Sagra's name comes from northern Russian dialect word Sogra, meaning "swamp overgrown with low forests". To the southeast of the village is extensive marshland, which has been partly drained and overgrown with pines.

==Events of July 1, 2011==
On the night of Friday, July 1, 2011, there was a skirmish on the outskirts of the village between around thirty people. The skirmish was between residents, a group of bandits, and gang members, who came to Sagra by car and were members of the Azerbaijani diaspora in Yekaterinburg. One of the attackers was killed during the incident, a twenty-eight-year-old Georgian-born Azerbaijani man named Faig Musaev.

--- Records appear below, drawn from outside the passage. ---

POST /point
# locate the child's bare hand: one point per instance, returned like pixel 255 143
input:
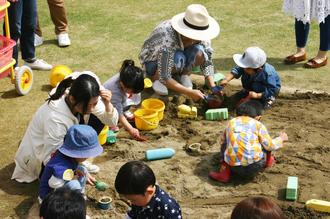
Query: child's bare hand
pixel 106 96
pixel 90 180
pixel 284 136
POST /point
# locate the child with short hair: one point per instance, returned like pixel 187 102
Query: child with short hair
pixel 246 147
pixel 65 169
pixel 126 87
pixel 257 207
pixel 63 203
pixel 135 181
pixel 260 80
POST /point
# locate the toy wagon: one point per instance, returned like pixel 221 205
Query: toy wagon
pixel 22 77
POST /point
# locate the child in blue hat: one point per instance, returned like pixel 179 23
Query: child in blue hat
pixel 64 169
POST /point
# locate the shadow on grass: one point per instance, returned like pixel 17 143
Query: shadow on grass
pixel 9 94
pixel 226 64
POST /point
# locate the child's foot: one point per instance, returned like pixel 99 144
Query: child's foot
pixel 270 161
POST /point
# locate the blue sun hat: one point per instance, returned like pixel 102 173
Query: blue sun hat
pixel 81 142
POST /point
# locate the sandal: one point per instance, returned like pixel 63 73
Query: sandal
pixel 289 60
pixel 313 64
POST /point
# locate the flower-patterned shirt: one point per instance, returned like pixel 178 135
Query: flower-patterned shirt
pixel 161 46
pixel 245 138
pixel 161 205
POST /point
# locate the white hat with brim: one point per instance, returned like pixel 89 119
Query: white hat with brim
pixel 253 57
pixel 195 23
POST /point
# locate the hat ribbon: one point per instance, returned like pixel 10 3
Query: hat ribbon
pixel 194 26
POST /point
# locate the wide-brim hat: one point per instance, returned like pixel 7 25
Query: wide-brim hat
pixel 81 141
pixel 253 57
pixel 195 23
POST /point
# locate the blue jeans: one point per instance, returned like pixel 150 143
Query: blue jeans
pixel 80 183
pixel 22 21
pixel 184 60
pixel 302 30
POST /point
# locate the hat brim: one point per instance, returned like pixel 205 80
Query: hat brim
pixel 238 59
pixel 94 151
pixel 210 33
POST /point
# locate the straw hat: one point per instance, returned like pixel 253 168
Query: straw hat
pixel 196 23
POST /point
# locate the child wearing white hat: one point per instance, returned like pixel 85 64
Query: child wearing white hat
pixel 176 46
pixel 259 79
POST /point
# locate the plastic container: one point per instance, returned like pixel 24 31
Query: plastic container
pixel 103 135
pixel 161 153
pixel 105 203
pixel 6 50
pixel 154 104
pixel 146 119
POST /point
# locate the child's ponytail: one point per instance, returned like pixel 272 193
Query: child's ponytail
pixel 132 76
pixel 62 86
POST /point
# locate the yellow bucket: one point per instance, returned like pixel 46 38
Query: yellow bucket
pixel 146 119
pixel 154 104
pixel 103 135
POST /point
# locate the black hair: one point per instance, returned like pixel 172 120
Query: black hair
pixel 133 178
pixel 251 108
pixel 82 89
pixel 132 76
pixel 63 203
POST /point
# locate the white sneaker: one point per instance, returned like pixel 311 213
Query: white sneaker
pixel 39 64
pixel 159 88
pixel 63 40
pixel 38 40
pixel 92 168
pixel 186 81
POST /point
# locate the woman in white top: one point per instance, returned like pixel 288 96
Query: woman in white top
pixel 304 11
pixel 64 108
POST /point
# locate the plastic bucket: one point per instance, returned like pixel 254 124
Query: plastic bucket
pixel 154 104
pixel 103 135
pixel 146 119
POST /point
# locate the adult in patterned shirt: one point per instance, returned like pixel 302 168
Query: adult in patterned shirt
pixel 135 181
pixel 176 46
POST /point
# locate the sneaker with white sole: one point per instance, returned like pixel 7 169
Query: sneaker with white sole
pixel 160 88
pixel 38 40
pixel 186 81
pixel 39 64
pixel 92 168
pixel 63 40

Police were called, but arrived hours later. The residents were charged with hooliganism.

T-shirts honoring the town’s defense were later printed: “If the government can’t help people,” they read, “It doesn’t have the right to forbid them from defending themselves — Sagra 2011.”

Local residents asked Yevgeny Roizman for help, who attracted massive public attention through high-profile posts in his LiveJournal.